Au soir du dimanche 11 juin, le Ministre de l’enseignement
pré-universitaire Mamadou Bhoye Barry et celui de l’administration du
territoire Moussa Solano se relayent à la télévision nationale. Solano dans un
ton ferme assure que « le gouvernement a pris toutes les mesures pour sécuriser
les citoyens et les candidats qui pourront vaquer tranquillement à leurs
occupations. Quiconque tente de troubler l’ordre public, sera puni par la loi.
»
Malgré tout, le lundi 12 juin, aucun enseignant n’est
visible dans les centres. Il est donc impossible de surveiller les candidats.
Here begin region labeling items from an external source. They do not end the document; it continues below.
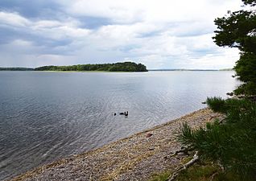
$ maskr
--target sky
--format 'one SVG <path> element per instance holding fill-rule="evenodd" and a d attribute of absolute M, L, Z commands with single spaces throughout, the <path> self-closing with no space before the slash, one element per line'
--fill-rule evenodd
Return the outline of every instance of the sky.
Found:
<path fill-rule="evenodd" d="M 0 67 L 134 61 L 148 69 L 233 68 L 212 39 L 241 0 L 1 0 Z"/>

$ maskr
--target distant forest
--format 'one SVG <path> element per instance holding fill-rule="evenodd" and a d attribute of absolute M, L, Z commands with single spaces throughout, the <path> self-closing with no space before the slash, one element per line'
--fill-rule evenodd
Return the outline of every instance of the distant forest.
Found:
<path fill-rule="evenodd" d="M 31 68 L 0 68 L 0 71 L 33 71 Z"/>
<path fill-rule="evenodd" d="M 43 66 L 35 68 L 35 71 L 108 71 L 108 72 L 147 72 L 142 64 L 123 62 L 102 64 L 77 64 L 70 66 Z"/>

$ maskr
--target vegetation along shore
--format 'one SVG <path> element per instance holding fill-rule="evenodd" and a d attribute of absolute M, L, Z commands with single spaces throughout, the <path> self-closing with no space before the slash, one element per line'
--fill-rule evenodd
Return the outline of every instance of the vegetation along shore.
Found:
<path fill-rule="evenodd" d="M 12 180 L 149 180 L 190 159 L 178 154 L 180 125 L 204 126 L 222 114 L 200 109 L 166 124 L 121 139 L 95 150 L 54 162 Z"/>

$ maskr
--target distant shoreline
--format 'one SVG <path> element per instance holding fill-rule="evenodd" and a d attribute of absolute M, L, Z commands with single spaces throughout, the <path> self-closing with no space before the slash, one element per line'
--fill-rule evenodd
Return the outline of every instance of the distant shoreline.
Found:
<path fill-rule="evenodd" d="M 23 69 L 9 69 L 9 68 L 0 68 L 0 71 L 29 71 L 34 72 L 34 68 L 23 68 Z M 218 71 L 233 71 L 232 68 L 225 68 L 225 69 L 149 69 L 148 72 L 174 72 L 174 71 L 209 71 L 209 72 L 218 72 Z M 126 72 L 126 71 L 35 71 L 35 72 Z"/>

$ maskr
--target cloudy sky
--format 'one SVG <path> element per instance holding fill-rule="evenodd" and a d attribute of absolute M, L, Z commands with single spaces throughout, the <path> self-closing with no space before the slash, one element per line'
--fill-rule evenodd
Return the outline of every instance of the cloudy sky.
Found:
<path fill-rule="evenodd" d="M 225 68 L 213 20 L 240 0 L 1 0 L 0 67 L 132 60 L 148 68 Z"/>

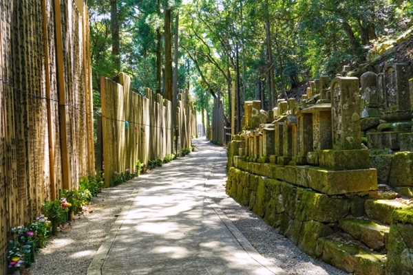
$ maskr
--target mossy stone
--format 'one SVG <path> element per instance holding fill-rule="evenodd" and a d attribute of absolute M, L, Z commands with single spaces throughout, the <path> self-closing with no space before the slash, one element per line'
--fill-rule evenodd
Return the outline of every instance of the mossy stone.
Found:
<path fill-rule="evenodd" d="M 294 245 L 298 245 L 299 239 L 299 232 L 301 232 L 303 222 L 297 219 L 294 219 L 290 223 L 290 226 L 286 232 L 286 236 L 291 241 Z"/>
<path fill-rule="evenodd" d="M 283 179 L 290 184 L 296 184 L 297 183 L 297 167 L 292 166 L 286 166 L 284 170 Z"/>
<path fill-rule="evenodd" d="M 413 274 L 413 250 L 409 249 L 403 241 L 398 226 L 390 226 L 386 275 L 410 275 Z"/>
<path fill-rule="evenodd" d="M 262 177 L 255 177 L 257 178 L 257 192 L 255 194 L 255 205 L 253 208 L 253 211 L 254 212 L 254 213 L 257 214 L 257 215 L 260 217 L 263 217 L 265 212 L 265 184 L 264 182 L 264 178 Z"/>
<path fill-rule="evenodd" d="M 394 154 L 389 185 L 392 187 L 413 186 L 413 152 Z"/>
<path fill-rule="evenodd" d="M 368 150 L 322 150 L 319 151 L 320 167 L 328 170 L 368 169 Z"/>
<path fill-rule="evenodd" d="M 366 251 L 352 244 L 326 239 L 322 259 L 348 273 L 363 275 L 385 274 L 385 255 Z"/>
<path fill-rule="evenodd" d="M 244 206 L 248 206 L 249 203 L 249 198 L 251 196 L 251 190 L 247 187 L 244 187 L 242 191 L 242 203 Z"/>
<path fill-rule="evenodd" d="M 317 240 L 332 232 L 332 230 L 323 223 L 316 221 L 304 221 L 299 234 L 298 248 L 310 256 L 315 256 Z"/>
<path fill-rule="evenodd" d="M 286 212 L 275 215 L 274 228 L 278 233 L 284 235 L 286 234 L 290 224 L 290 217 Z"/>
<path fill-rule="evenodd" d="M 399 201 L 388 199 L 367 199 L 364 206 L 366 214 L 370 219 L 387 224 L 392 223 L 394 210 L 408 207 Z"/>
<path fill-rule="evenodd" d="M 394 223 L 413 224 L 413 206 L 394 210 L 392 217 Z"/>
<path fill-rule="evenodd" d="M 331 198 L 309 190 L 304 191 L 301 203 L 310 219 L 325 223 L 337 223 L 348 214 L 350 206 L 348 199 Z"/>
<path fill-rule="evenodd" d="M 265 207 L 265 215 L 264 216 L 264 221 L 273 226 L 274 224 L 275 217 L 275 202 L 274 199 L 271 198 L 270 201 L 266 204 Z"/>
<path fill-rule="evenodd" d="M 379 118 L 364 118 L 360 120 L 361 131 L 377 128 L 379 124 Z"/>
<path fill-rule="evenodd" d="M 294 219 L 297 187 L 284 182 L 280 182 L 280 187 L 281 194 L 282 195 L 282 204 L 285 211 L 291 219 Z"/>
<path fill-rule="evenodd" d="M 248 208 L 251 210 L 255 206 L 255 195 L 253 192 L 251 192 L 251 195 L 250 195 L 250 201 L 248 204 Z"/>
<path fill-rule="evenodd" d="M 367 196 L 352 196 L 348 198 L 350 200 L 350 213 L 354 217 L 361 217 L 366 214 L 364 210 L 364 202 Z"/>
<path fill-rule="evenodd" d="M 376 169 L 346 171 L 309 168 L 310 188 L 327 195 L 359 192 L 377 189 Z"/>
<path fill-rule="evenodd" d="M 339 226 L 375 251 L 383 251 L 385 249 L 385 240 L 390 230 L 388 226 L 381 226 L 369 220 L 357 219 L 340 219 Z"/>

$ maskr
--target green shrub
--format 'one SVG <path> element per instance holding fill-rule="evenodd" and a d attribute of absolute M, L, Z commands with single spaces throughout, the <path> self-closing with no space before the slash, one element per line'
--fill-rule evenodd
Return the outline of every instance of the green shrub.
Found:
<path fill-rule="evenodd" d="M 139 175 L 143 171 L 143 167 L 145 167 L 145 164 L 140 162 L 140 160 L 137 160 L 136 164 L 135 164 L 135 173 L 136 175 Z"/>

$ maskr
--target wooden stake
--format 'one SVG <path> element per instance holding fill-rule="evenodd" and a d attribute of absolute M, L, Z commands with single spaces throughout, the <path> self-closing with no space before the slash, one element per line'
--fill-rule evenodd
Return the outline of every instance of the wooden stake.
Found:
<path fill-rule="evenodd" d="M 67 118 L 66 116 L 66 97 L 65 94 L 65 75 L 63 60 L 63 41 L 62 39 L 61 12 L 59 0 L 54 1 L 54 24 L 56 30 L 56 52 L 57 63 L 57 89 L 59 91 L 59 111 L 60 121 L 60 133 L 61 140 L 62 170 L 63 188 L 72 189 L 72 177 L 70 171 L 70 159 L 67 142 Z"/>

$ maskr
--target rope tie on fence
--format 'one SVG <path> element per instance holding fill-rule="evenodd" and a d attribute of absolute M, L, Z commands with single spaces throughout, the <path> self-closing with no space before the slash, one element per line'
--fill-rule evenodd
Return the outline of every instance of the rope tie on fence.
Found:
<path fill-rule="evenodd" d="M 59 99 L 56 99 L 56 98 L 47 98 L 44 97 L 44 96 L 39 96 L 36 95 L 35 94 L 31 94 L 31 93 L 30 93 L 29 91 L 22 90 L 20 88 L 15 87 L 12 85 L 10 84 L 8 80 L 5 80 L 3 78 L 0 78 L 0 81 L 3 82 L 3 83 L 4 83 L 6 85 L 8 85 L 8 87 L 11 87 L 14 91 L 21 91 L 21 92 L 23 92 L 24 94 L 27 94 L 28 95 L 31 96 L 32 98 L 33 98 L 33 99 L 51 100 L 51 101 L 54 101 L 54 102 L 59 102 Z M 78 110 L 78 111 L 81 111 L 83 113 L 87 113 L 86 111 L 83 110 L 83 108 L 78 107 L 76 107 L 74 104 L 66 103 L 66 104 L 59 104 L 59 106 L 72 107 L 75 110 Z"/>
<path fill-rule="evenodd" d="M 135 121 L 129 121 L 129 120 L 117 120 L 116 118 L 107 118 L 105 116 L 102 116 L 103 118 L 105 118 L 107 120 L 115 120 L 115 121 L 118 121 L 120 122 L 128 122 L 129 124 L 134 124 L 136 125 L 141 125 L 141 126 L 148 126 L 149 127 L 152 127 L 152 128 L 158 128 L 158 129 L 166 129 L 166 130 L 173 130 L 173 128 L 167 128 L 167 127 L 160 127 L 158 126 L 154 126 L 154 125 L 149 125 L 149 124 L 147 124 L 145 123 L 140 123 L 140 122 L 136 122 Z"/>

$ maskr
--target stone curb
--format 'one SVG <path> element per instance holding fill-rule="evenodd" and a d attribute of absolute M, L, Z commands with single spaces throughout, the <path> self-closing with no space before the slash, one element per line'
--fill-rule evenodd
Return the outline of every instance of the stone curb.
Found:
<path fill-rule="evenodd" d="M 127 199 L 130 200 L 131 203 L 120 212 L 120 214 L 119 214 L 119 216 L 112 225 L 109 233 L 107 233 L 107 235 L 106 235 L 106 238 L 105 238 L 103 243 L 102 243 L 100 245 L 98 252 L 93 258 L 90 265 L 89 265 L 89 267 L 87 267 L 87 272 L 86 272 L 87 275 L 102 275 L 102 271 L 100 270 L 100 268 L 102 267 L 102 265 L 103 265 L 103 263 L 105 263 L 106 256 L 109 254 L 112 243 L 118 235 L 119 229 L 122 226 L 123 221 L 125 220 L 125 218 L 126 217 L 126 215 L 128 213 L 131 206 L 134 204 L 134 201 L 135 201 L 135 198 L 136 197 L 138 192 L 139 190 L 138 189 L 135 189 L 129 196 Z"/>
<path fill-rule="evenodd" d="M 266 258 L 264 258 L 260 253 L 257 252 L 255 248 L 250 243 L 250 242 L 245 238 L 245 236 L 238 230 L 238 229 L 234 226 L 232 221 L 226 217 L 226 215 L 222 212 L 221 208 L 212 200 L 212 199 L 206 195 L 204 195 L 204 197 L 209 204 L 209 206 L 215 211 L 217 215 L 220 217 L 221 221 L 224 223 L 225 226 L 231 232 L 233 236 L 235 238 L 238 243 L 242 247 L 244 250 L 257 263 L 266 268 L 275 275 L 288 275 L 288 273 L 286 272 L 282 269 L 278 267 L 275 265 L 273 264 Z"/>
Ces derniers se rendent compte qu’ils ont été trompés. Ils communiquent
rapidement entre eux grâce au nouvel opérateur de téléphonie Areeba et décident
de riposter.
Du lycée de Lambanyi en passant par ceux de Kipé, de
Donka…de l’intérieur du pays, la nouvelle se répand vite. A Kipé, trois centres
sont concentrés. Jusqu’à 9h moins, les enseignants sont abonnés absents. C’est
alors qu’un groupe de candidats postés à l’extérieur de la cour du lycée
commence à jeter des pierres sur le toit du bâtiment.
Les protestataires s’emparent du drapeau et inscrivent sur
un tableau noir en bois « le changement, aujourd’hui ou jamais ! ». Ils
prennent d’assaut la principale route qui relie Kipé à Kaloum. Ils entonnent
l’hymne national et foncent vers le centre-ville où se trouve le siège de
l’administration.
Au fur et à mesure que la foule avance, les rangs
grossissent. Au rond-point de Hamdallaye, des gendarmes font usage de gaz
lacrymogène pour disperser les marcheurs qui ne reculent point.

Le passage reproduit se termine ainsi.